= Matthias Wilhelm Sinding =

Norwegian mining engineer and factory founder (1811–1860)

Matthias Wilhelm Sinding (18 July 1811 – 11 February 1860) was a Norwegian mining engineer and factory founder.

He was born in Fredrikstad as a son of Ulrik Rosing Sinding and Mette Marie Bang. He was a distant relative of Hans Rosing (1625–1699).

In May 1841 in Kongsberg he married Cecilie Marie Mejdell (1817–1886), a sister of Nicolai and Thorvald Mejdell and an aunt of Glør Thorvald Mejdell. They had three notable children; Christian, Otto and Stephan Sinding. Christian was a composer, Otto a painter and Stephan a sculptor.
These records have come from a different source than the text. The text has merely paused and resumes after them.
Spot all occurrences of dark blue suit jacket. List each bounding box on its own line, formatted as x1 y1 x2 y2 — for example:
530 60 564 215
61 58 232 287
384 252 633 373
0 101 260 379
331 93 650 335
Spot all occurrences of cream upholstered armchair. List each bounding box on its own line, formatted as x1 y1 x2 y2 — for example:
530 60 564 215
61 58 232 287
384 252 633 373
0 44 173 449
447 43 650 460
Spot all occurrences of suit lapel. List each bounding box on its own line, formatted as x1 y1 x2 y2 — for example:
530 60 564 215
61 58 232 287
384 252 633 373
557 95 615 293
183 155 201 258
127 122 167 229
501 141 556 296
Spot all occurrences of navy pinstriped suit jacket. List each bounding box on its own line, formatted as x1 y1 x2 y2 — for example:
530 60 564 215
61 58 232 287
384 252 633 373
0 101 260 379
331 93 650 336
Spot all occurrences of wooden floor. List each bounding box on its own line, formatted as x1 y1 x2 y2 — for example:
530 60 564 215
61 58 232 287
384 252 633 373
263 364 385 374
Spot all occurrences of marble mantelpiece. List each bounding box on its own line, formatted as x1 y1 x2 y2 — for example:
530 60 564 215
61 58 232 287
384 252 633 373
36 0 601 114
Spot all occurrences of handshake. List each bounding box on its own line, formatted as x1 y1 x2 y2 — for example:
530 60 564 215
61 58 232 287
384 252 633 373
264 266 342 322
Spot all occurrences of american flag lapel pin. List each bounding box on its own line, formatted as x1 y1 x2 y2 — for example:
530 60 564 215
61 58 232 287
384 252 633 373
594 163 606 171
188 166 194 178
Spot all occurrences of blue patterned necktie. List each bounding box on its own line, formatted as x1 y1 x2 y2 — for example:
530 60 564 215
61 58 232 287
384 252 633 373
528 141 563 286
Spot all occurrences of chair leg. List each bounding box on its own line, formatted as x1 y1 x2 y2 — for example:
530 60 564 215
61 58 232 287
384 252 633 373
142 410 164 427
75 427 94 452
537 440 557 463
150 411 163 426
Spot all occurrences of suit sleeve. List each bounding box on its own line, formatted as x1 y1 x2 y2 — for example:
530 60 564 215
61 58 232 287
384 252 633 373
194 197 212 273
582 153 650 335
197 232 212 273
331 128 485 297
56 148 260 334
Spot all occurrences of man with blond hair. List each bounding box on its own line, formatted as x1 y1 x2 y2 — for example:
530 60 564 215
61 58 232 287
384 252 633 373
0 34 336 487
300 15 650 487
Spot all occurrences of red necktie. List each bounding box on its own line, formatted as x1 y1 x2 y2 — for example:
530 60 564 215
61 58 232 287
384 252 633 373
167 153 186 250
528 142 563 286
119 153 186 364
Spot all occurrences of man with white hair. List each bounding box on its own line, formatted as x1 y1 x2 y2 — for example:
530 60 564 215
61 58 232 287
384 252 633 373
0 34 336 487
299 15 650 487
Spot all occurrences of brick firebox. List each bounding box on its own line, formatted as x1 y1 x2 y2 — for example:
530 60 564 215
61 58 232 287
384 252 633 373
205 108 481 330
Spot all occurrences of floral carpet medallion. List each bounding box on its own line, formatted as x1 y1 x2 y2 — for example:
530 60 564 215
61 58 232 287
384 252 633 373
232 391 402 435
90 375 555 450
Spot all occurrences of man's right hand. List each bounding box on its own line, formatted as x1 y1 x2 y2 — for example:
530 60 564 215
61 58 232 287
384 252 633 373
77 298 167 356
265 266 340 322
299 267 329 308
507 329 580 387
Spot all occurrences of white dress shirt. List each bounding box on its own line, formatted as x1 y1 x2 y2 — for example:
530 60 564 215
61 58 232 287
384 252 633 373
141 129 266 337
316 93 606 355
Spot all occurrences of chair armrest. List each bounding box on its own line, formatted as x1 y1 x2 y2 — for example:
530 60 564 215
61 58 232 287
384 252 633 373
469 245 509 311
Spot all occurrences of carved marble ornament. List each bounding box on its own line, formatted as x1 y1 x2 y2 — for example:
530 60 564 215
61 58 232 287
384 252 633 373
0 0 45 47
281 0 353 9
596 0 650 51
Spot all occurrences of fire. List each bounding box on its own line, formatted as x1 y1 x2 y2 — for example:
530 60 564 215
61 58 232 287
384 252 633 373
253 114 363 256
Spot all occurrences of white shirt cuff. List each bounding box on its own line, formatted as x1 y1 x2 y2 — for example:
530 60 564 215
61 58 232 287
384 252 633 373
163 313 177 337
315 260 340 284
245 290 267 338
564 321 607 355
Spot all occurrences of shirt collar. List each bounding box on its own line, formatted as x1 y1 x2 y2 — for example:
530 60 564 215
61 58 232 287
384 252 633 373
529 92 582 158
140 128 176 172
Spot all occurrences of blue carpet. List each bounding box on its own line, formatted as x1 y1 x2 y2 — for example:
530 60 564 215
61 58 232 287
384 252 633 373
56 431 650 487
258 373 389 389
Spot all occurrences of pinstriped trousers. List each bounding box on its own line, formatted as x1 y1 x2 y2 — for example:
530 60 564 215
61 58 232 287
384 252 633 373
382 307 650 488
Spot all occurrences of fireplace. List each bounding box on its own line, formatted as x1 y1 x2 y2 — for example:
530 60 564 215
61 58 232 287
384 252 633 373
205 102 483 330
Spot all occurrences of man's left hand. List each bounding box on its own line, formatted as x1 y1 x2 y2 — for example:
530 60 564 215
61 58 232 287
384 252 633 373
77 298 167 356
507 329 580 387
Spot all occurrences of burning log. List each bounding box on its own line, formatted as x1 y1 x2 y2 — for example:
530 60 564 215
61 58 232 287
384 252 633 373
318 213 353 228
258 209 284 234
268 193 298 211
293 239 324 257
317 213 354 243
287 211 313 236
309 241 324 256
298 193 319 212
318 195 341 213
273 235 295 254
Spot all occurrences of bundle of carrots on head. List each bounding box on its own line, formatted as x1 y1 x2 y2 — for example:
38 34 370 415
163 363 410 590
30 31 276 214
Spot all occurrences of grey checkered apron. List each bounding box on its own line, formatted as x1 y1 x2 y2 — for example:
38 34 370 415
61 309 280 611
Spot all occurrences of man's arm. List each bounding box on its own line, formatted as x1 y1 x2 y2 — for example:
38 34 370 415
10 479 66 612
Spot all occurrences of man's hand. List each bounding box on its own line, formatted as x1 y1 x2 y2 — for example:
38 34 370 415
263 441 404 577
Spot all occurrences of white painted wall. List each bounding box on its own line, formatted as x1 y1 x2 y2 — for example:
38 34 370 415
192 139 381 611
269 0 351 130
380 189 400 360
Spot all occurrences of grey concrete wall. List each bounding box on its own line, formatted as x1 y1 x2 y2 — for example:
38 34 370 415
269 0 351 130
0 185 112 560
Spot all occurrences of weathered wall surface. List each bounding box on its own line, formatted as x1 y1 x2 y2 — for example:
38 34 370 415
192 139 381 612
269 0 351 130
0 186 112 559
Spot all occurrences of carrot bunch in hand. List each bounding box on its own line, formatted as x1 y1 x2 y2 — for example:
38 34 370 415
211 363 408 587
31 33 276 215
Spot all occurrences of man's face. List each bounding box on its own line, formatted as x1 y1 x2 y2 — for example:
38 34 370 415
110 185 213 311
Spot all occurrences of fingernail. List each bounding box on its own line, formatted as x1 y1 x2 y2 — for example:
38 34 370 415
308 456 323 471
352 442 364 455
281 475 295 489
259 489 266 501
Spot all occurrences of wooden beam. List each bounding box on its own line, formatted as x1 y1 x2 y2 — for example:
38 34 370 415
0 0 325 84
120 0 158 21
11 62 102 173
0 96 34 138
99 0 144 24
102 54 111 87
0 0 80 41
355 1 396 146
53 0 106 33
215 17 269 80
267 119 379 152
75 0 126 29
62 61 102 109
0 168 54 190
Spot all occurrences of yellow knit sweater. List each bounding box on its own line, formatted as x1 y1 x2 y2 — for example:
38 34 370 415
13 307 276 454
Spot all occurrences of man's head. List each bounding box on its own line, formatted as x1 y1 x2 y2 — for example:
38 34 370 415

Through Otto he was the paternal grandfather of painter Sigmund Sinding, and through his own brother and sister he was an uncle of Alfred Sinding-Larsen and the three siblings Ernst Anton Henrik Sinding, Elisabeth Sinding and Gustav Adolf Sinding.

He finished his secondary education as a private candidate in 1831, then graduated in mining from the Royal Frederick University in 1835. He worked for the Royal Norwegian Mint in Kongsberg from 1836 to 1841. He remained at Kongsberg until 1844, when he assumed a position as mine superintendent in Central and Northern Norway. He contributed to the change in sulfuric acid factories, from the use of sulfur to the use of pyrite as a raw material. He founded his own sulfuric acid factory Lysaker Kemiske Fabrik in 1859, but died in February 1860 in Lillehammer.